Потом я прочел «Весну в Праге» Олеся Гончара — книгу, не заданную по литературе. Я прочел ее для себя. Я вообще был начитанный мальчик. Не скажу, чтоб меня потряс роман Гончара. Но впервые в жизни я читал не о чем-то таком, чего никогда не бывало и не будет со мной; я находил в книжных словах нечто такое, чем жил сам: войну и весну. Слова становились живыми. Запах сирени в Праге в майские дни Победы был тот же самый, что нынче у нас, на Марсовом поле. Учитель литературы помог мне прочесть эту книгу, проникнуть в жизнь слов, пережить написанное в книге, как собственное, мое…

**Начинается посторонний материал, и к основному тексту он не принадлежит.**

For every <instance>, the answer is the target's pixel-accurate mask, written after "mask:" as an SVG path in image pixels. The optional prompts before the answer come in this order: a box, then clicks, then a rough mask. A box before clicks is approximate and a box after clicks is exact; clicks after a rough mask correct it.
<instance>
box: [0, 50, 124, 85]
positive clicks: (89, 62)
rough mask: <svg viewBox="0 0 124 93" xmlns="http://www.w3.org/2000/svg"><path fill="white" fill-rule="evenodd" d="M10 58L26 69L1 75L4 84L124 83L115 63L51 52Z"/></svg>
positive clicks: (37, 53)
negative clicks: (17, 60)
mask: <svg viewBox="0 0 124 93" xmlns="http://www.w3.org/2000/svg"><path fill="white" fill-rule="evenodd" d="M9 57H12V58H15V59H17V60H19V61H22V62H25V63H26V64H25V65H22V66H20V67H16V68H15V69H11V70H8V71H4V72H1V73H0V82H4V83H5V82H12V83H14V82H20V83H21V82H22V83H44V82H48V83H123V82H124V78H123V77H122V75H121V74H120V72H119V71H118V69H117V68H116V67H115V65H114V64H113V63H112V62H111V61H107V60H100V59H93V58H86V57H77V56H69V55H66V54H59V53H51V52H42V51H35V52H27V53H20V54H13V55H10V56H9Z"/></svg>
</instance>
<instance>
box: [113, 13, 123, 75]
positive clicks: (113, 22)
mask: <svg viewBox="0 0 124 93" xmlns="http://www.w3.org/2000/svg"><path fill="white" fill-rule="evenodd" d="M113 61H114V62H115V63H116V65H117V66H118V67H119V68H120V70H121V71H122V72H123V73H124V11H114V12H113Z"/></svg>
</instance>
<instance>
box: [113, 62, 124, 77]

Спасибо учителю словесности!
Потом Борис Борисович Стах создаст в нашей школе — для старшеклассников — кружок любителей литературы. Уроки уроками, но литературу стоит еще полюбить. Да, полюбить! Меня назначат секретарем кружка, доверят ведение протоколов заседаний. Я еще не любитель литературы, но какие-то проблески замечены во мне учителем. Ну что же, я буду писать протокол, с каким-то непонятным мне трепетом, с несвойственным мне усердием занесу на бумагу — своими словами (это важно — своими!) — высказываемые кем-то суждения, мысли, буду оспаривать эти мысли и что-то домысливать от себя. Протокол заседания — тоже литературный жанр, он отмечен знаком личности протоколиста, ежели таковая личность проклюнулась в нем. К устной полемике с кем-либо я еще не готов, я еще мальчик, подросток, но я пишу протокол. Записывать чужие мысли мне скучно. Мне хочется написать мои мысли. А как интересно к тому же сделать словесный набросок-портрет того или другого члена кружка, любителя литературы, вдруг загореться его искренностью или поймать на фальши. Итак, я учусь писать, складывать одно слово к другому таким образом, чтобы подспудное мое «я», угнетенное, заторможенное отроческой робостью, наконец нашло выход себе — в словах.
Учитель литературы и русского языка учил меня читать книги, и еще он учил меня писать, мало-помалу вводил в магический мир слов, где ни одно слово не произносится, то есть не наносится на бумагу просто так, без смысла, без толку. Написанные твоею рукою слова могут вдруг пригодиться тебе, как дружки-товарищи, как добрая твоя бабушка, как не найденная еще тобой, но уже очень желанная подружка, как учитель, как табель успеваемости, где выставлены оценки по всем дисциплинам. И — слово за слово — я начал писать мой дневник: вначале прожить день, как проживется: кому-то солгать, перед кем-то струсить, кого-то обидеть, чего-то не доделать; можно даже и понравиться себе, хотя в отрочестве это редко бывает. Потом взять в руки перо, раскрыть тетрадку — и взвесить прожитый день, разобраться в себе: кто же ты есть-то на самом деле, какая тебе цена. И жестоко (но не больно) себя осудить.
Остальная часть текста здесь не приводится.